Work til you drop ‘is threat to recruitment and retention’

working

The study among HR executives found 41 per cent believe companies face looming problems in retaining and recruiting new staff if existing employees are unwilling to or unable to afford to retire.

Employment data shows 1.19 million over-65s are still working – slightly down on the 1.202 million peak at the start of 2015 – but still nearly double the 635,000 over-65s in the workforce in 2006.

Working past 65 is increasingly seen as an option by employees, research indicates. The nationwide study found just 29 per cent of employees have ruled out working past 65. Younger workers – who face higher State Pension Ages – are the most likely to work past 65 with just 23 per cent of those aged 25 to 34 saying they will definitely stop work by 65.

Portus Consulting Commercial Director Steve Watson says: “Working past 65 is becoming increasingly normal with more than 1.1 million over-65s in employment.

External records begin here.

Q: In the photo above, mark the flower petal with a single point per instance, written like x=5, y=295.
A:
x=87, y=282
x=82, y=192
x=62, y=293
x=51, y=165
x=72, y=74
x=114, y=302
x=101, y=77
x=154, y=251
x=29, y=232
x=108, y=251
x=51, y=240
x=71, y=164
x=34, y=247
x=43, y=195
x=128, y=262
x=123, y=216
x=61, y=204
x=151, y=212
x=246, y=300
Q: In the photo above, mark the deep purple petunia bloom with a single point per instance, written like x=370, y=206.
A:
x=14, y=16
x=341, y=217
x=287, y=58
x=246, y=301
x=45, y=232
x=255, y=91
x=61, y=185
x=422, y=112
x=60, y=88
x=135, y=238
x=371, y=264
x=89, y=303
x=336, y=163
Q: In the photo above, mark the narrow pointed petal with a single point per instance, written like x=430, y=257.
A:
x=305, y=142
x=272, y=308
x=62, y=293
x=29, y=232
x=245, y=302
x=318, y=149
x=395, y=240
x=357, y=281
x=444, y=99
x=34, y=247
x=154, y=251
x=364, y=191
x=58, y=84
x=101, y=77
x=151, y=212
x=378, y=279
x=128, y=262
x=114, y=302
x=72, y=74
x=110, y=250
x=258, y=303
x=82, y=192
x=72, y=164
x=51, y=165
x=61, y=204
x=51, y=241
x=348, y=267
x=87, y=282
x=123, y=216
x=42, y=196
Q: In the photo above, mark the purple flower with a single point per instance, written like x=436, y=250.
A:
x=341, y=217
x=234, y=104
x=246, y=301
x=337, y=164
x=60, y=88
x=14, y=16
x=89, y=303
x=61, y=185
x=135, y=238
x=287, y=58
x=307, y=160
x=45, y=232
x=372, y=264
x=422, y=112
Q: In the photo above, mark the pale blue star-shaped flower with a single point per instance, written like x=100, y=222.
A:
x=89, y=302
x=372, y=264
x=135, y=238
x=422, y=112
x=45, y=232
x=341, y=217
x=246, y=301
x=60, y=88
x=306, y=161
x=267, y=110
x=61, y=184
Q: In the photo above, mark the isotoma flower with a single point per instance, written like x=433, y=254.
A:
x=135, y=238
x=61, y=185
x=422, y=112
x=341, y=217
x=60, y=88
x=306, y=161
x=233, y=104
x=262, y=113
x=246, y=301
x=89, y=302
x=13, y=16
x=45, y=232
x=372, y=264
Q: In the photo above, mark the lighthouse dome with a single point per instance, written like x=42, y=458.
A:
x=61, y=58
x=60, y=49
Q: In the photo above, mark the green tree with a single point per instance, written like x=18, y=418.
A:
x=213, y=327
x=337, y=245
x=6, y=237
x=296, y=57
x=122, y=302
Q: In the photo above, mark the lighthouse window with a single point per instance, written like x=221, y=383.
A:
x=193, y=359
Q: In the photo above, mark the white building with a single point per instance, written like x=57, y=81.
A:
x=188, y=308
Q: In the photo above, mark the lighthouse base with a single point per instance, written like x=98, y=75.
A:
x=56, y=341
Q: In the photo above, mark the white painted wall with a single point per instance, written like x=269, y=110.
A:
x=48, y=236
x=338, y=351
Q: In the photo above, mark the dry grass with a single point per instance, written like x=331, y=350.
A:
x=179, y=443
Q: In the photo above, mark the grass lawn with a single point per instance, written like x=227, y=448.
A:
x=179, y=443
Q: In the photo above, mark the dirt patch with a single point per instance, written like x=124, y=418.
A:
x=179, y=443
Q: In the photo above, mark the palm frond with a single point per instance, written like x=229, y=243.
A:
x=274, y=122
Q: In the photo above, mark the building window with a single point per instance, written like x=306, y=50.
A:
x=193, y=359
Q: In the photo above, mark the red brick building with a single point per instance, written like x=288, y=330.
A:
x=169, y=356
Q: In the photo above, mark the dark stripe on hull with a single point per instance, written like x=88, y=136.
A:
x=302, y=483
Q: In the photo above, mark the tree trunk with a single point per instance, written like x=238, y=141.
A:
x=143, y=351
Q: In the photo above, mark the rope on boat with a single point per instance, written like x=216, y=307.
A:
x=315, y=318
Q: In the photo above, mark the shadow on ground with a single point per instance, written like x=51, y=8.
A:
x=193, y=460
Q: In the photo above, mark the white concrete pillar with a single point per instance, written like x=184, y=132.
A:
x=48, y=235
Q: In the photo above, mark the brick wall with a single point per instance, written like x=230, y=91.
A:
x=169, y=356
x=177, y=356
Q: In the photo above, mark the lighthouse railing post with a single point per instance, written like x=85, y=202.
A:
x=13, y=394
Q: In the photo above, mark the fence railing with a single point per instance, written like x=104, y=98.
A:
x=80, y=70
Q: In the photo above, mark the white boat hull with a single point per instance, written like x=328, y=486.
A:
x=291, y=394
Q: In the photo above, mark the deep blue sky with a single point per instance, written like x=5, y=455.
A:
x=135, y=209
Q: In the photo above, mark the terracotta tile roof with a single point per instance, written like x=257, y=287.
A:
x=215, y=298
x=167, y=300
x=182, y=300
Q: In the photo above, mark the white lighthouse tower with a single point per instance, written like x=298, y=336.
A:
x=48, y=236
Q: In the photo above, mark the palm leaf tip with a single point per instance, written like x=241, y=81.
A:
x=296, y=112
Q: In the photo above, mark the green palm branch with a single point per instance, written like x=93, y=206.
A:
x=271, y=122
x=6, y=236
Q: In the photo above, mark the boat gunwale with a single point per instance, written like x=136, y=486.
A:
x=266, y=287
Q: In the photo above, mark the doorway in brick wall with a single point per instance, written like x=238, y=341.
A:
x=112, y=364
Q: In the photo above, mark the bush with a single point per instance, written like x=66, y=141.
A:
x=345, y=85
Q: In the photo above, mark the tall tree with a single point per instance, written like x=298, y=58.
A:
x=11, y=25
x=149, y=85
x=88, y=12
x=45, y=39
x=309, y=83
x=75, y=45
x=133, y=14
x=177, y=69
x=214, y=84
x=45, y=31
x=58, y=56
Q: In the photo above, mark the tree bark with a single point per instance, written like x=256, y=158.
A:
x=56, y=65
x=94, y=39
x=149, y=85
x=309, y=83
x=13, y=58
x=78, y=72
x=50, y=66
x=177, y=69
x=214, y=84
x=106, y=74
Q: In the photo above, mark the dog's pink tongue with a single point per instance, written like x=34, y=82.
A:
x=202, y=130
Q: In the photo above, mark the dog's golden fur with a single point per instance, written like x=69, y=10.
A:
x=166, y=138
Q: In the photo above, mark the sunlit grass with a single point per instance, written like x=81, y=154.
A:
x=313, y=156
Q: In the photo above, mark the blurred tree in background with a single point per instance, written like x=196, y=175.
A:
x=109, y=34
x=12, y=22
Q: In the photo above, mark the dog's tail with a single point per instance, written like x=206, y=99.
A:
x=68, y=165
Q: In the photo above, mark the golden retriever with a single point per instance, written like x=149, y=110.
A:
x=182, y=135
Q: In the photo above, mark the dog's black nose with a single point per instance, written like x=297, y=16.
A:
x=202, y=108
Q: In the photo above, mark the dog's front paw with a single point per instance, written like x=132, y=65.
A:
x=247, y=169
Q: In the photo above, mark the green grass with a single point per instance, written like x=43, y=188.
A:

“But if people are staying in work simply because they cannot afford to retire then it becomes a possible flashpoint for employers and a potential issue in managing their business for the benefit of all employees.

“New pension freedoms have meant increased flexibility over pension funds and increasingly put the responsibility for retirement planning on employees. People however need support in managing their retirement plans and employers have a role to play in delivering guidance.”

Moreover, the research shows 79 per cent of employees would welcome online guidance through their employer which enables them to keep track of their retirement planning and to have all relevant information in one place. Those aged 35 to 44-years old are particularly supportive – 84 per cent said they would use an online service.